There was an argument from the other side that said there really isn’t all that much different about what we know about children and how we treat children. We’ve always treated children differently is what they said. What would you say to that?
The science has shown us a great deal about adolescent development and how kids are different from adults. And the Supreme Court of the United States has unequivocally recognized that children are different from adults. They’ve actually established a foundational principle that says a state cannot impose its harshest punishments on children, disregarding the fact that they are children.
What about the argument that this places more of a burden on the judicial system to try to go over these cases again, resentence people? And hasn’t a jury already possibly taken into account a lot of those potentially mitigating factors when the case was tried?
No, the jury never got a chance to take into account any of those mitigating factors because it was a mandatory sentence, and they didn’t have to; they were looking at guilt or innocence. We’re not going back at the guilt or innocence. We’re talking about what is a constitutional sentence. I don’t think revisiting 62 cases is an excessive burden on the commonwealth when we’re talking about fundamental fairness in the interests of justice.
Should it just be a simple, “OK, you can’t do mandatory life without parole, but it’s still an option on the table”?
Under our state Constitution, I don’t believe that life without parole should be allowed. I think it does in fact inflict cruel or unusual punishment on a juvenile because it’s deciding at ages 14, 15, 16 or 17 that in fact that child will never grow and change and be fit to re-enter society.
Another interesting issue that came up was whether it’s meaningful to even make someone eligible for parole. Statistics pointed out the number of those convicted of second degree murder who were parole-eligible and were released. Why is that an argument here?
Parole is uncertain; it’s unpredictable. And the data shows that if you are a juvenile at the time of your crime, it’s unlikely. We’ve reviewed the parole decisions going back to 2010, and any person who was sentenced as a juvenile for a second degree murder, making them eligible for parole, has not yet received parole regardless of how they’ve grown and changed because the fact is that [what] the parole board seems to look at and focus on are very different than the real-life factors.
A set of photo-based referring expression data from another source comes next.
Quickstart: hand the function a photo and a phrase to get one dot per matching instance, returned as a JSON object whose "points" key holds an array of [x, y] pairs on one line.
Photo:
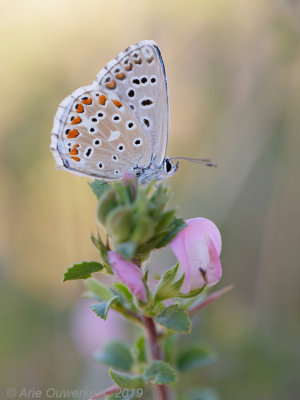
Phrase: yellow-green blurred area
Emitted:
{"points": [[233, 71]]}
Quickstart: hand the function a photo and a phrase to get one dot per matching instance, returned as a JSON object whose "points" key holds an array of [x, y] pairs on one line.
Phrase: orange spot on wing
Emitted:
{"points": [[73, 152], [121, 76], [87, 101], [79, 108], [111, 84], [102, 100], [72, 134], [128, 67], [117, 103], [76, 120]]}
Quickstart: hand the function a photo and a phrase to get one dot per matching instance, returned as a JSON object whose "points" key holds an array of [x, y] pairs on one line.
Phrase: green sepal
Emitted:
{"points": [[103, 249], [83, 270], [126, 380], [175, 318], [101, 309], [102, 292], [126, 249], [99, 187], [115, 354], [160, 373], [125, 297], [139, 349], [119, 224], [195, 357]]}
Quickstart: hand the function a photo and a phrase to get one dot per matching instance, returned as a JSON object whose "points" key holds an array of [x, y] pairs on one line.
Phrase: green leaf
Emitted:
{"points": [[174, 318], [126, 249], [126, 380], [140, 350], [99, 187], [177, 225], [101, 291], [202, 394], [101, 309], [125, 297], [195, 357], [116, 354], [162, 290], [82, 270], [160, 373]]}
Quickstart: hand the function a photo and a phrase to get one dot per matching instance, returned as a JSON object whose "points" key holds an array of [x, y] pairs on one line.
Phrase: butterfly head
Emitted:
{"points": [[170, 167]]}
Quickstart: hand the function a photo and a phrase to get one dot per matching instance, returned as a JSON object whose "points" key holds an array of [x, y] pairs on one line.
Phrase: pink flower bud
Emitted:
{"points": [[197, 248], [129, 274]]}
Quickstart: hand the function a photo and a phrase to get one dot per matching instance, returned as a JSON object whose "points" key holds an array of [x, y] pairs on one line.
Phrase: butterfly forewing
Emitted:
{"points": [[99, 136], [137, 76]]}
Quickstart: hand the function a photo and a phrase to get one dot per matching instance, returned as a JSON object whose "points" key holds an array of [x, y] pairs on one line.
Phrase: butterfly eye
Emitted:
{"points": [[137, 142], [116, 118], [144, 80], [153, 80], [130, 93], [101, 115], [97, 142]]}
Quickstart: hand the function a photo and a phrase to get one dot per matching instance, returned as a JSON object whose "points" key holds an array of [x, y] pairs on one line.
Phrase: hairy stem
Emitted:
{"points": [[160, 392]]}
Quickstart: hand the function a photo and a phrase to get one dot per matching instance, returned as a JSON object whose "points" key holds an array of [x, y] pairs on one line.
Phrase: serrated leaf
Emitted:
{"points": [[162, 291], [195, 357], [98, 187], [160, 373], [116, 354], [83, 270], [126, 380], [101, 309], [140, 350], [174, 318], [125, 297], [101, 291]]}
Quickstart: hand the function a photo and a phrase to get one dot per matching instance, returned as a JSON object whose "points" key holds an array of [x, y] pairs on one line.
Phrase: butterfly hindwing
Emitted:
{"points": [[95, 134], [137, 76]]}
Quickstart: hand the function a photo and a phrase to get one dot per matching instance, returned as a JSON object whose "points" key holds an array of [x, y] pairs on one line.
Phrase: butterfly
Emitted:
{"points": [[120, 122]]}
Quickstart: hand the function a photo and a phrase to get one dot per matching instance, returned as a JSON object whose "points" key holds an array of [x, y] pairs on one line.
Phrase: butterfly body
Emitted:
{"points": [[118, 123]]}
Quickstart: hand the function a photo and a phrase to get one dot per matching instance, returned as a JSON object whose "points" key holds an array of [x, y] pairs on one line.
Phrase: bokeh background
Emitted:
{"points": [[234, 84]]}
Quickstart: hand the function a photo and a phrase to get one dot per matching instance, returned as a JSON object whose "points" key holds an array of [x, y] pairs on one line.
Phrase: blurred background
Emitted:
{"points": [[234, 85]]}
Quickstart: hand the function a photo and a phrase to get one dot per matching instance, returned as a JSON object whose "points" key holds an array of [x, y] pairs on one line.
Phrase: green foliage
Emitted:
{"points": [[175, 318], [99, 187], [126, 380], [160, 373], [102, 292], [101, 309], [195, 357], [83, 270], [139, 350], [116, 354], [135, 217]]}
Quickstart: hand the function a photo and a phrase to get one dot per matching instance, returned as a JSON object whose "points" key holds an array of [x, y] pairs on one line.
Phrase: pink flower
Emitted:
{"points": [[197, 248], [129, 274]]}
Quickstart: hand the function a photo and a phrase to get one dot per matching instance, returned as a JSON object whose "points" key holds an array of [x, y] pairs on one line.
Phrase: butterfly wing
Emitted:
{"points": [[137, 76], [97, 135]]}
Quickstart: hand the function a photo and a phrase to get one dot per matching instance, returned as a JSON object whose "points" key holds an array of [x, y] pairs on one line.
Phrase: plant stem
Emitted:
{"points": [[160, 392]]}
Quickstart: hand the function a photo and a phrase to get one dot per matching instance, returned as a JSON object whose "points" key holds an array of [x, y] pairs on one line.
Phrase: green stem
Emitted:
{"points": [[160, 392]]}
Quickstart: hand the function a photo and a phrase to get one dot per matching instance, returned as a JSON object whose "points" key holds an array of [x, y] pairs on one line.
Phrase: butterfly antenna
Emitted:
{"points": [[201, 161]]}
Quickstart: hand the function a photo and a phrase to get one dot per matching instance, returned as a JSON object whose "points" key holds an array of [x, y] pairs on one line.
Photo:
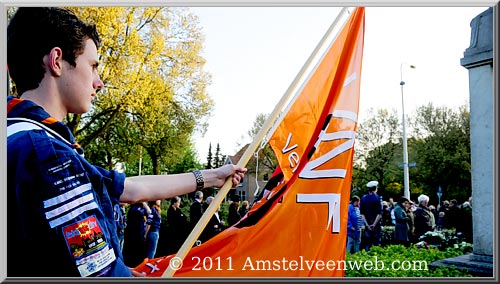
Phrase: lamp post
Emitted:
{"points": [[406, 172]]}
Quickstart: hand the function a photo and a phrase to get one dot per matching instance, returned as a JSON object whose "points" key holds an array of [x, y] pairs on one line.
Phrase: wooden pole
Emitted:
{"points": [[176, 261]]}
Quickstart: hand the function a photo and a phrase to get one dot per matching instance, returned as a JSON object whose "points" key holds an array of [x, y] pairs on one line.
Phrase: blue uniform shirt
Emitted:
{"points": [[60, 220]]}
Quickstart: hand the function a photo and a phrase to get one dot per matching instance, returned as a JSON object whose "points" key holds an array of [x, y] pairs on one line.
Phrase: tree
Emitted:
{"points": [[442, 147], [155, 88], [376, 149]]}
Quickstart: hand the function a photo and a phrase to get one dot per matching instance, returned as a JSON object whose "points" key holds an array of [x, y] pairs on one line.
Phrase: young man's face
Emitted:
{"points": [[80, 83]]}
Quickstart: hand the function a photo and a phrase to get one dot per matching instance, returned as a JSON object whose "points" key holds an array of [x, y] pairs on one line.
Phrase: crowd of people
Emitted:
{"points": [[410, 220], [144, 237]]}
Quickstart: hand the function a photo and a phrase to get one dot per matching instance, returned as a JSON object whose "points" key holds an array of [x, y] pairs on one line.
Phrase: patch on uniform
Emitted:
{"points": [[88, 246]]}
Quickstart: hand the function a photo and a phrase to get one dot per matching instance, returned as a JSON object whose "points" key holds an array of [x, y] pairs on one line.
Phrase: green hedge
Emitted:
{"points": [[399, 261]]}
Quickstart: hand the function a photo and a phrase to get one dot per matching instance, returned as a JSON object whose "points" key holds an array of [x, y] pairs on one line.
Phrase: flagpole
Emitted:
{"points": [[177, 260]]}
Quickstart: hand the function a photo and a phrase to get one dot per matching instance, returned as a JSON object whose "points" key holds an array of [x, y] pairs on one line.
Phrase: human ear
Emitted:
{"points": [[53, 61]]}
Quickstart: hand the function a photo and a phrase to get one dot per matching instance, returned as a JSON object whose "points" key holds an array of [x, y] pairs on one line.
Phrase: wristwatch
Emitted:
{"points": [[200, 182]]}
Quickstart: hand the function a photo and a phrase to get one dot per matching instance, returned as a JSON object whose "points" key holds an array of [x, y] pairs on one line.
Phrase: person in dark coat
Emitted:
{"points": [[424, 219], [233, 215], [371, 212], [196, 209], [402, 227]]}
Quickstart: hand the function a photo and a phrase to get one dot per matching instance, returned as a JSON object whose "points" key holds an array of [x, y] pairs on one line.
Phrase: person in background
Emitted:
{"points": [[233, 215], [402, 228], [153, 228], [215, 224], [121, 222], [371, 212], [354, 224], [134, 250], [177, 226], [196, 209], [61, 205], [423, 217]]}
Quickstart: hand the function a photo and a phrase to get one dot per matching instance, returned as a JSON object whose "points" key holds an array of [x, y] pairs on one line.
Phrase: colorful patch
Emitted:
{"points": [[88, 245]]}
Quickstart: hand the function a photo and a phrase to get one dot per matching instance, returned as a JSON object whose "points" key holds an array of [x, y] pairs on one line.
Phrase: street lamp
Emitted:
{"points": [[405, 147]]}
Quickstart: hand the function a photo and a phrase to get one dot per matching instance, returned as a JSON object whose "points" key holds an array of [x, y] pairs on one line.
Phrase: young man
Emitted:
{"points": [[60, 220]]}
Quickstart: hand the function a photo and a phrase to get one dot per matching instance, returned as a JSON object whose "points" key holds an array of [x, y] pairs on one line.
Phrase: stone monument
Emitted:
{"points": [[478, 59]]}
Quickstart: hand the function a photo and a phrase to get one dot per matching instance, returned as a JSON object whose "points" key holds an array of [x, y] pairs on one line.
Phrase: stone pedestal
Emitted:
{"points": [[478, 59]]}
One of the justices questioned whether that was something the high court can even take up because that’s a separation of powers here, and it’s a different branch of government. Why is that relevant to this argument do you think?
Well, it’s relevant to this argument because if the commonwealth is relying on the parole board to do the sentencing or the resentencing, it raises separation of power issues because the parole board is part of the executive branch, and it’s only the judiciary that does sentencing.